On March 11, 2004, 13 bombs exploded throughout the Spanish capital of Madrid’s commuter train system, killing 170 people and destabilizing the region. The bombs were detonated using ordinary cell phones.

Mobile devices and wireless Internet access make it easier than ever for people to connect and share information. Unfortunately, these same advances also make it easier for terrorists, drug dealers and human trafficking organizations to plan and carry out their crimes.

So, in the fight against serious crimes, countries around the world are requiring communications service providers (CSPs) to retain communications data records and make them available to legal authorities on authorized request. Although such efforts serve as an important weapon in the fight against crime, they also pose major challenges for CSPs.

In 2006, the European Union (EU) adopted the EU Data Retention Directive, which mandated that all member nations implement data retention legislation by September 2007. Under the directive, CSPs operating in the EU must retail records for all it's communications services, including fixed and mobile voice, short message service (SMS), multimedia message service (MMS) and e-mail for up to two years. Similar rules are under consideration throughout Latin America, the Middle East, Asia and Australia.

This is no small challenge. A medium-sized European CSP might generate up to 200 million records a day and field thousands of law enforcement requests for data each month. That means collecting and storing enormous volumes of data that can be searched and retrieved quickly. And it’s estimated that a single request for data often takes CSP operators up to 90 minutes to fulfill. That not only means less responsive law enforcement, but with thousands of requests per month, it's a huge productivity drain for the CSP.

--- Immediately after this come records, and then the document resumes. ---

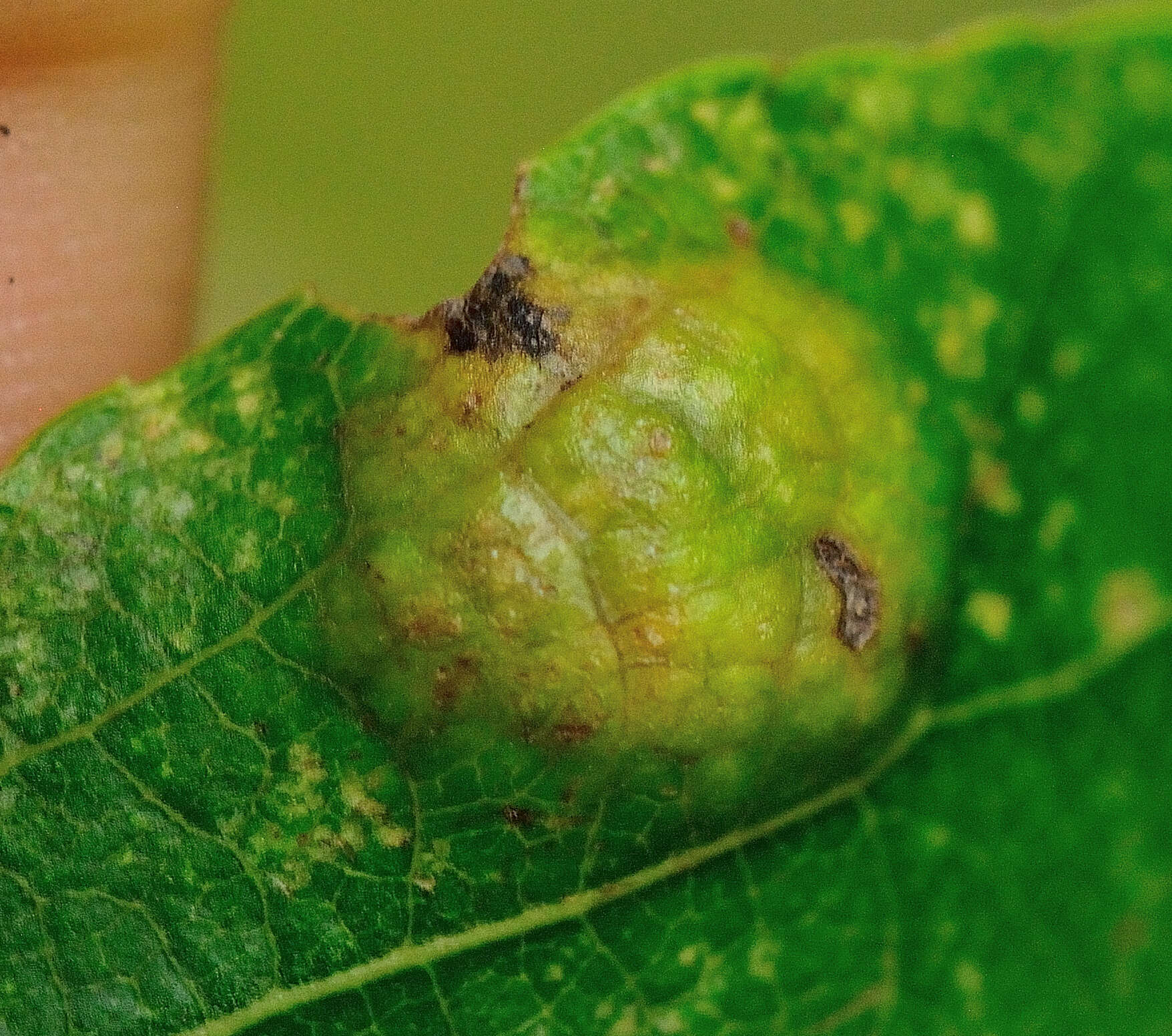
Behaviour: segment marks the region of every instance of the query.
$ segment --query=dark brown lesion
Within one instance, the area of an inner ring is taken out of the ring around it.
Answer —
[[[879,628],[879,580],[837,536],[819,536],[813,554],[841,599],[834,633],[851,650],[861,650]]]
[[[468,294],[436,306],[428,318],[442,322],[448,350],[479,353],[489,360],[510,353],[539,360],[556,352],[554,314],[525,292],[531,273],[529,259],[504,252],[492,260]]]

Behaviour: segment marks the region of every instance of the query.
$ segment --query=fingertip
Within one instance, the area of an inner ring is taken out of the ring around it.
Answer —
[[[188,343],[223,9],[0,11],[0,461]]]

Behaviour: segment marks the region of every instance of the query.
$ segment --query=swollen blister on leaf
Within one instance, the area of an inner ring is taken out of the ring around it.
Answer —
[[[1172,29],[690,69],[417,319],[0,476],[0,1031],[1165,1031]]]

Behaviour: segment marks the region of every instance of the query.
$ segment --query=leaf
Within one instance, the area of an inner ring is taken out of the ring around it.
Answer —
[[[288,300],[0,479],[0,1031],[1166,1031],[1166,19],[684,71],[511,234],[755,250],[880,336],[956,502],[905,725],[748,820],[668,763],[579,815],[537,747],[406,757],[336,657],[338,429],[427,350]]]

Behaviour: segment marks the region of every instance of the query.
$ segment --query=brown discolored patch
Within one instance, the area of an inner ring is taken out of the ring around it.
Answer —
[[[554,723],[550,732],[560,744],[581,744],[594,734],[594,728],[590,723]]]
[[[851,650],[863,650],[879,628],[879,580],[837,536],[819,536],[813,554],[841,598],[836,635]]]
[[[458,299],[448,299],[423,318],[442,322],[450,353],[479,353],[499,360],[523,353],[534,360],[558,348],[554,316],[525,294],[532,266],[524,255],[505,252]]]
[[[424,605],[403,621],[403,629],[410,640],[440,640],[458,636],[464,620],[440,605]]]
[[[437,708],[450,711],[476,680],[477,664],[470,655],[459,655],[450,666],[436,669],[435,683],[431,686],[431,697]]]
[[[724,227],[734,245],[748,248],[752,244],[752,227],[743,216],[734,216]]]
[[[537,823],[537,811],[527,806],[502,806],[500,816],[510,827],[532,827]]]

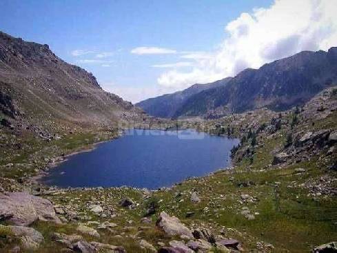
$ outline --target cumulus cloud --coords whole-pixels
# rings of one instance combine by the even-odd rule
[[[78,60],[77,62],[79,63],[84,63],[84,64],[107,64],[107,63],[111,63],[112,62],[114,62],[114,61],[100,60],[97,59],[83,59],[81,60]]]
[[[225,26],[226,37],[218,50],[205,57],[182,56],[194,59],[195,67],[165,72],[158,83],[178,90],[234,76],[303,50],[327,50],[337,45],[336,13],[333,0],[276,0],[269,8],[242,13]]]
[[[96,54],[96,58],[107,58],[112,57],[114,54],[113,52],[103,52]]]
[[[75,50],[72,50],[70,54],[73,56],[73,57],[80,57],[81,55],[85,55],[85,54],[92,54],[94,53],[94,51],[90,51],[90,50],[80,50],[80,49],[76,49]]]
[[[139,47],[132,49],[131,53],[134,54],[176,54],[176,50],[156,47]]]
[[[153,68],[176,68],[181,67],[190,67],[193,63],[189,61],[179,61],[174,63],[165,63],[165,64],[154,64],[152,65]]]

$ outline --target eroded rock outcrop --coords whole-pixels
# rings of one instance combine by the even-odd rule
[[[50,201],[25,192],[0,194],[0,218],[21,226],[38,220],[61,223]]]

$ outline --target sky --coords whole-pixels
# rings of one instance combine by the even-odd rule
[[[0,0],[0,30],[136,103],[337,46],[336,13],[337,0]]]

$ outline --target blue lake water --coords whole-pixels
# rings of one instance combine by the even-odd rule
[[[227,167],[238,143],[192,130],[128,130],[121,138],[68,157],[42,181],[60,187],[170,187]]]

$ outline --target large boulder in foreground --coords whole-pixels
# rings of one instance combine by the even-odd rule
[[[25,192],[0,193],[0,219],[20,226],[37,220],[61,223],[50,201]]]
[[[193,238],[191,230],[175,216],[170,216],[162,212],[156,222],[156,225],[169,236],[186,236]]]
[[[27,250],[36,250],[43,241],[42,234],[32,227],[0,225],[1,231],[8,231],[9,236],[17,237],[22,247]]]

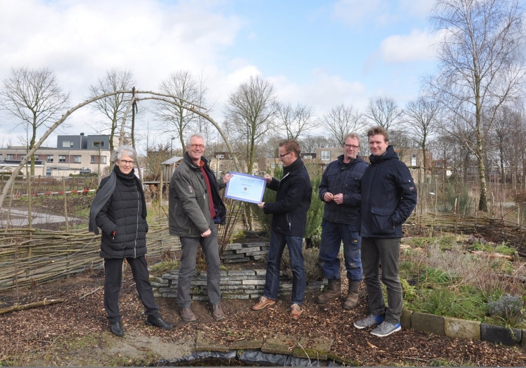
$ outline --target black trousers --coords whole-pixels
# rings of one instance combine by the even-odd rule
[[[104,309],[110,323],[120,322],[119,311],[119,292],[123,279],[123,258],[104,259]],[[155,318],[160,316],[155,303],[150,283],[146,260],[143,255],[138,258],[126,258],[132,269],[139,298],[145,308],[145,313]]]

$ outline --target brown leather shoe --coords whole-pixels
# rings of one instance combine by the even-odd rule
[[[192,310],[189,307],[188,308],[181,308],[181,318],[183,319],[183,321],[186,321],[186,322],[192,322],[197,319],[196,318],[196,315],[194,314]]]
[[[212,309],[214,311],[212,312],[212,316],[216,321],[220,321],[225,318],[225,313],[223,313],[223,310],[221,309],[221,304],[214,304],[212,305]]]
[[[292,319],[297,320],[302,313],[302,311],[298,304],[293,304],[290,306],[290,316]]]
[[[269,299],[266,297],[261,297],[259,298],[259,301],[252,306],[252,309],[255,311],[259,311],[260,309],[266,308],[269,305],[274,305],[276,304],[276,301]]]

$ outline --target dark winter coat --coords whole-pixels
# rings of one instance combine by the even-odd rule
[[[195,165],[185,152],[183,161],[177,166],[170,180],[168,197],[168,228],[170,234],[198,238],[211,229],[214,223],[222,223],[226,218],[226,208],[219,190],[226,185],[216,180],[205,157],[205,171],[208,177],[216,217],[210,214],[206,184],[200,168]]]
[[[102,232],[100,257],[136,258],[146,253],[146,202],[133,171],[124,174],[116,165],[100,181],[90,208],[89,230],[98,234],[97,228]]]
[[[343,195],[343,203],[337,205],[333,201],[326,202],[324,220],[356,226],[361,206],[360,181],[367,167],[367,162],[359,157],[345,163],[343,155],[327,166],[318,187],[318,196],[323,201],[323,196],[328,192],[333,195],[341,193]],[[353,230],[358,231],[358,229],[356,227]]]
[[[301,158],[283,168],[281,180],[272,178],[267,187],[277,191],[276,202],[265,202],[263,211],[272,213],[271,229],[294,237],[304,237],[307,211],[310,207],[312,187]]]
[[[371,155],[361,180],[362,237],[402,237],[403,223],[417,205],[417,188],[392,146]]]

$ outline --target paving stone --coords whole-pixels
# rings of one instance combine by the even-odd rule
[[[480,340],[480,322],[451,317],[444,318],[444,332],[450,338]]]
[[[402,315],[400,318],[400,324],[402,329],[411,328],[411,316],[412,314],[412,311],[410,311],[408,309],[402,310]]]
[[[291,355],[298,358],[327,360],[327,353],[333,342],[332,339],[327,338],[301,337]]]
[[[411,317],[411,328],[443,336],[444,318],[440,315],[415,312]]]
[[[485,341],[497,342],[504,345],[514,345],[522,340],[522,333],[519,329],[480,324],[480,338]]]
[[[272,334],[265,339],[261,346],[264,353],[290,354],[299,339],[293,336]]]
[[[204,331],[197,331],[196,336],[196,351],[230,351],[227,345],[209,339]]]

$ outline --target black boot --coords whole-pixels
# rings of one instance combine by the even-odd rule
[[[327,292],[316,297],[315,300],[318,304],[325,304],[328,303],[331,300],[333,300],[340,296],[341,291],[341,280],[340,279],[334,279],[329,280],[329,284]]]

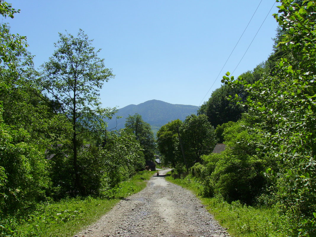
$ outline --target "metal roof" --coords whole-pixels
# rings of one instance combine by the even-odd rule
[[[215,147],[214,148],[213,150],[213,153],[221,153],[222,151],[225,149],[226,148],[226,145],[223,144],[216,144]]]

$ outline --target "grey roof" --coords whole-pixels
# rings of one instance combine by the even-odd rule
[[[214,149],[212,152],[213,153],[221,153],[222,151],[225,149],[226,148],[226,145],[223,144],[216,144],[215,147],[214,148]]]

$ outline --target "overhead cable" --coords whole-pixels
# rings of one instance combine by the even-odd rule
[[[247,26],[245,28],[245,30],[244,30],[244,32],[242,33],[241,34],[241,35],[240,35],[240,37],[239,38],[239,39],[238,40],[238,41],[237,41],[237,43],[236,43],[236,45],[235,46],[235,47],[234,47],[234,48],[233,49],[233,50],[230,53],[230,54],[229,54],[229,56],[228,56],[228,58],[227,58],[227,59],[226,60],[226,62],[225,62],[225,63],[224,64],[224,65],[223,66],[223,67],[222,68],[222,69],[219,72],[219,73],[218,75],[217,75],[217,76],[216,77],[216,78],[214,80],[214,82],[213,82],[213,84],[212,84],[212,86],[211,86],[211,87],[210,88],[210,89],[205,94],[205,95],[204,96],[204,97],[203,98],[203,99],[202,99],[202,100],[201,100],[201,102],[200,102],[200,103],[199,104],[199,105],[198,105],[198,106],[200,106],[200,105],[202,103],[202,102],[203,101],[203,100],[204,100],[204,99],[205,98],[205,97],[206,97],[206,96],[207,95],[207,94],[209,94],[209,92],[210,92],[210,91],[211,90],[211,89],[213,87],[213,86],[214,85],[214,84],[215,83],[215,82],[216,81],[216,80],[217,80],[217,78],[218,78],[218,77],[219,76],[219,75],[220,75],[221,73],[222,73],[222,71],[223,69],[224,68],[224,67],[225,67],[225,65],[226,65],[226,64],[227,63],[227,62],[228,61],[228,60],[229,59],[229,58],[230,57],[230,56],[233,53],[233,52],[234,52],[234,50],[235,50],[235,49],[236,47],[236,46],[237,46],[237,45],[238,44],[238,43],[239,42],[239,41],[240,40],[240,39],[241,38],[241,37],[242,37],[242,36],[244,35],[244,33],[245,33],[245,32],[246,31],[246,30],[247,29],[247,28],[248,28],[248,26],[249,25],[249,24],[250,24],[250,22],[251,21],[251,20],[252,19],[252,18],[253,17],[253,16],[256,13],[256,12],[257,12],[257,10],[258,9],[258,8],[259,8],[259,7],[260,5],[260,4],[261,3],[261,2],[262,1],[262,0],[261,0],[261,1],[260,1],[260,2],[259,3],[259,4],[258,5],[258,6],[257,7],[257,8],[256,9],[256,10],[253,13],[253,14],[252,14],[252,16],[251,17],[251,18],[250,19],[250,20],[249,21],[249,22],[248,22],[248,24],[247,25]],[[270,11],[271,11],[271,10],[270,10]],[[270,12],[269,11],[269,12]]]

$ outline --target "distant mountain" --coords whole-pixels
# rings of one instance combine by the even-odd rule
[[[107,121],[108,129],[115,128],[117,122],[117,129],[124,128],[126,118],[137,113],[142,115],[143,120],[150,125],[155,135],[157,131],[163,125],[178,118],[183,121],[188,115],[196,114],[199,108],[193,105],[174,105],[156,100],[148,100],[137,105],[130,105],[119,109],[115,114],[116,116],[123,118],[116,120],[114,116],[113,119]]]

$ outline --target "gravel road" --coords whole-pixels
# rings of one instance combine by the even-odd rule
[[[79,237],[224,237],[225,229],[190,191],[160,171],[139,192],[121,200]]]

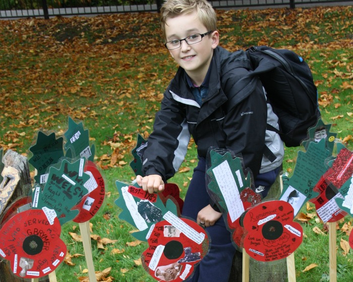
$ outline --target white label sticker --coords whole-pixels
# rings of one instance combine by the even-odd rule
[[[93,175],[89,171],[85,172],[85,174],[89,176],[89,179],[87,180],[83,185],[85,188],[88,190],[88,193],[91,193],[92,191],[98,187],[98,184],[96,180],[94,179]]]
[[[129,211],[130,212],[130,214],[131,214],[131,217],[134,219],[134,222],[136,227],[141,231],[145,230],[148,228],[148,226],[146,223],[145,219],[139,213],[137,209],[137,204],[135,200],[134,200],[133,195],[128,191],[128,189],[129,187],[128,186],[122,188],[123,197],[125,201],[126,206],[128,207]]]
[[[160,257],[162,256],[164,250],[164,246],[162,245],[157,246],[157,248],[156,248],[156,249],[154,250],[153,256],[152,257],[150,264],[148,265],[148,267],[152,270],[154,271],[156,270],[158,262],[159,262]]]
[[[245,210],[228,161],[225,160],[214,167],[212,171],[225,201],[231,222],[233,222],[240,217]]]
[[[199,233],[170,211],[167,211],[163,218],[197,244],[201,244],[205,239],[204,233]]]
[[[48,208],[46,207],[43,207],[42,209],[43,210],[43,211],[44,212],[44,213],[46,216],[46,218],[48,219],[48,221],[49,221],[49,223],[50,223],[50,225],[53,224],[54,220],[56,217],[56,213],[55,212],[55,210]]]

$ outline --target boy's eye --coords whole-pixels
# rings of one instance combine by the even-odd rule
[[[189,37],[188,37],[188,39],[190,40],[194,40],[197,38],[199,37],[199,34],[193,34],[192,35],[190,35]]]
[[[180,42],[180,40],[171,40],[171,41],[169,41],[169,43],[170,44],[173,44],[173,45],[178,45],[179,44]]]

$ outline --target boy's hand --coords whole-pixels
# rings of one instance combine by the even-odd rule
[[[214,225],[221,216],[221,212],[216,211],[211,205],[208,205],[200,210],[197,214],[197,224],[205,227],[209,227]]]
[[[150,194],[155,192],[159,193],[164,190],[164,183],[160,175],[151,175],[145,177],[138,175],[136,183],[142,187],[144,191],[148,191]]]

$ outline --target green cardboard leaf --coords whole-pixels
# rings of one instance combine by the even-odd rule
[[[178,216],[174,202],[168,199],[164,205],[160,194],[144,191],[136,183],[129,185],[116,181],[115,184],[120,196],[115,204],[123,210],[119,218],[139,230],[132,234],[137,239],[147,242],[149,233],[156,223],[163,220],[163,216],[167,211]]]
[[[130,166],[136,176],[144,176],[141,171],[143,151],[147,146],[147,141],[140,134],[137,135],[136,146],[131,151],[134,159],[130,162]]]
[[[221,154],[214,150],[210,151],[209,157],[207,192],[223,214],[228,213],[233,222],[245,209],[261,202],[261,196],[251,189],[253,184],[251,172],[244,170],[240,157],[232,156],[230,152]],[[249,193],[242,193],[245,191]]]
[[[71,209],[88,193],[84,186],[90,179],[83,170],[86,161],[84,158],[73,163],[65,159],[58,168],[51,166],[43,191],[39,186],[34,189],[32,208],[53,209],[62,225],[76,217],[79,210]]]
[[[37,175],[34,177],[36,183],[45,183],[48,175],[47,168],[57,163],[64,156],[63,143],[64,138],[56,139],[53,132],[46,135],[42,131],[38,132],[35,145],[29,148],[33,155],[28,160],[37,170]]]
[[[95,147],[94,145],[90,147],[88,130],[84,129],[82,122],[77,124],[69,117],[69,128],[64,136],[67,140],[65,149],[71,150],[67,154],[67,157],[74,158],[80,156],[94,161]]]
[[[291,177],[282,178],[283,187],[279,199],[292,205],[295,216],[307,201],[318,196],[313,188],[327,170],[325,161],[331,155],[325,139],[310,142],[306,152],[298,152]]]
[[[0,183],[3,182],[4,178],[1,175],[1,173],[3,172],[3,170],[5,166],[5,165],[3,162],[3,149],[2,147],[0,147]]]
[[[337,133],[330,132],[331,125],[331,124],[325,124],[321,119],[319,119],[316,125],[308,130],[309,139],[303,142],[303,145],[305,149],[308,149],[310,142],[317,143],[322,139],[324,139],[325,147],[332,154]]]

To answer those challenges, a CSP needs a comprehensive data retention system. It must be able to securely store all required data and integrate with existing infrastructure and business processes. At the same time, it must efficiently manage law enforcement data requests, all while complying with stringent data privacy requirements.

While specific data retention laws and requirements vary by country, CSPs should keep these core principles in mind when implementing a data retention solution:

• Understand the requirements. Know your obligations for data retention and privacy, in detail, before beginning a data retention initiative.
• Acknowledge the risk. Mishandling subscriber data poses significant legal and public relations risks. Non-compliance can create major financial penalties and business licensing issues.
• Think big. Data will grow with new services and increased usage, and law enforcement requests will grow, too.
• Simplify. Reduce the complexity of lawful intercept and data retention through consolidation and integration of supporting systems.

Specialized data retention systems can help CSPs comply with government mandates while empowering authorities to stop crimes. These solutions should be highly-scalable and capable of storing data for extended timeframes. They should support a variety of communications services, including fixed-line and mobile voice calls, MMS and SMS messaging, e-mail, and data from next-generation networks. And since authorities are increasingly dependent on the speed with which they can analyze data, real-time reporting is a high-priority feature.

Strong privacy features are critical to any data retention solution. Foremost, any solution should protect against unauthorized data access, which is achieved by strong system security controls and physically separating a CSP’s data retention system from the rest of its systems. Security controls should also include encryption, the use of user IDs and passwords, as well as activity logs and audit trails that track all user interaction with the system and data.

For more than 10 years, HP has worked with major CSPs throughout Europe, the Middle East and Latin America to design and implement sophisticated data retention solutions. HP’s Data Retention and Guardian Online (HP DRAGON) solution integrates easily into existing operations support systems (OSS) and business support systems (BSS) infrastructures, making implementations easier and less time-consuming. HP DRAGON also integrates with broader intelligence support systems. This allows CSPs to combine their data retention and lawful intercept request management applications into a single system, as well as integrate it with local and country-wide law enforcement systems.

Based on HP server and storage technologies, HP DRAGON is a highly-scalable data retention solution. It features powerful data collection functionally, the ability to efficiently manage data requests and a comprehensive set of built-in security features. HP DRAGON is a flexible platform that helps reduce overall data retention costs by improving operator productivity for lawful request management and reporting. HP DRAGON is supported HP’s worldwide services team, including HP corporate partners Oracle and Cisco.